Giorgio Cornacchia

Personal information
- Full name: Giorgio Cornacchia
- Born: c. 1925

Playing information
- Height: 5 ft 8.5 in (1.740 m)
- Weight: 12 st 7 lb (79 kg)
- Position: Prop, Hooker
Club
| Years | Team | Pld | T | G | FG | P |
| 1950–≥50 | Torino XIII |  |  |  |  |  |
Representative
| Years | Team | Pld | T | G | FG | P |
| 1950–≥50 | Italy |  |  |  |  |  |

= Giorgio Cornacchia =

Former Italy international rugby league footballer

Giorgio Cornacchia (born c.1925) is an Italian former professional rugby league footballer who played in the 1950s. He played at representative level for Italy, and at club level for Torino XIII, as a , or .

==Playing career==
===International honours===
Vincenzo Bertolotto co-organised (with Dennis Chappell , from Wakefield, and a Turin resident), and captained the Italy (RL) tour of 1950 to France (3 matches), England (including; 28-49 defeat by Wigan at Central Park, Wigan on Saturday 26 August 1950, Huddersfield at Fartown Ground, Huddersfield on Wednesday 6 September 1950, St. Helens at Knowsley Road on Thursday 16 November 1950), and Wales (including; 11-29 defeat by South Wales XIII at Brewery Field, Bridgend on Saturday 2 September 1950).
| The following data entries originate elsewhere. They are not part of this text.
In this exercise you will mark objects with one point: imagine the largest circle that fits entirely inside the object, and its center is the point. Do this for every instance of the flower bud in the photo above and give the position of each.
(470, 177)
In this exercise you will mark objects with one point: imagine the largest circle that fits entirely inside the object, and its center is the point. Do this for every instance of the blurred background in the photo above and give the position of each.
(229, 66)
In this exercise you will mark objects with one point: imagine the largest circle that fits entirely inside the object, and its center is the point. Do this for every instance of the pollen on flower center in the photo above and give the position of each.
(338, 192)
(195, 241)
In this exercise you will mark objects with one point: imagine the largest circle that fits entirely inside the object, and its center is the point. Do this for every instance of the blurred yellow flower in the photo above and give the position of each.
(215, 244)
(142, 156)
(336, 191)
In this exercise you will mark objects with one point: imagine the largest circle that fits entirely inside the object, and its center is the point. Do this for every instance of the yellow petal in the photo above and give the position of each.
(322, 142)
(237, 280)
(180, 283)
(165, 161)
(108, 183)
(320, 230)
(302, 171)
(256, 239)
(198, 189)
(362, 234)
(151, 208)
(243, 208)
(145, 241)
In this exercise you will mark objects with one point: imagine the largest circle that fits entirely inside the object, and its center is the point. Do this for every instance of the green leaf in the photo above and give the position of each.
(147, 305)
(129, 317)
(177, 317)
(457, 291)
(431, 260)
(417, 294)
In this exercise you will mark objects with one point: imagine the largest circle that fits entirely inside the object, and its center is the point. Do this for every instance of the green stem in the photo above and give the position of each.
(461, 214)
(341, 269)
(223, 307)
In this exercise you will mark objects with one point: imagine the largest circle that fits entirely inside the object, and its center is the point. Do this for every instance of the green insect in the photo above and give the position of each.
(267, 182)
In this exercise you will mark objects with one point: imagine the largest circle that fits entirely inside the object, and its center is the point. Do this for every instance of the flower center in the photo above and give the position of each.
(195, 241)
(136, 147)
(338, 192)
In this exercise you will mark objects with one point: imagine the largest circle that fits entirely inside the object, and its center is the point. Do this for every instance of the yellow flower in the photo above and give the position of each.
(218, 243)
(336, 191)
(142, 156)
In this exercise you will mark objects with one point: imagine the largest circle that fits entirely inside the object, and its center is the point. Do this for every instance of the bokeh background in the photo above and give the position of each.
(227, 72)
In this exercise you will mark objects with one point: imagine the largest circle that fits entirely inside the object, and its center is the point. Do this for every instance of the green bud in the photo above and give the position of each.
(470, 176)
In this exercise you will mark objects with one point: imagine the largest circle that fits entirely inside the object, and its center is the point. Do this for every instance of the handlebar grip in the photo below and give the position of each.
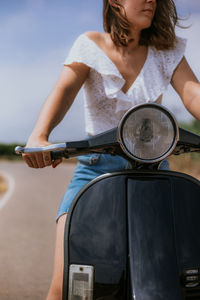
(57, 155)
(50, 148)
The Italy (RL) squad was; Guido Aleati (previously of R.S. Ginnastica Torino (RU)), Sergio Aleati (previously of R.S. Ginnastica Torino (RU)), Roberto Antonioli (previously of R.S. Ginnastica Torino (RU)), Angelo Arrigoni (previously of R.S. Ginnastica Torino (RU)), Vincenzo Bertolotto (previously of R.S. Ginnastica Torino (RU)), Michele Bietto, Giovanni Bonino (previously of R.S. Ginnastica Torino (RU)), Luigi Bosia, Giuseppe Cannone, Pasquale Cannone, Delio Caron, Gabriele Casalegno (previously of R.S. Ginnastica Torino (RU)), Amerio Chiara, Giorgio Cornacchia, Guido Cornarino (previously of R.S. Ginnastica Torino (RU)), Fabrizio Faglioli, Enzo Francesconi, Giuseppe Franco, Aldo Guglielminotti (previously of R.S. Ginnastica Torino (RU)), Giovanni Orecchia, Luigi Pignattaro, Franco Pipino, Giorgio Rassaval, Giorgio Rubino, Giovanni Tamagno (previously of R.S. Ginnastica Torino (RU)), Oreste Tescari and Giovanni Vigna.

===Club career===
Following the Italy (RL) tour of 1950 to France, England, and Wales, the Torino XIII featuring Giorgio Cornacchia joined the French league.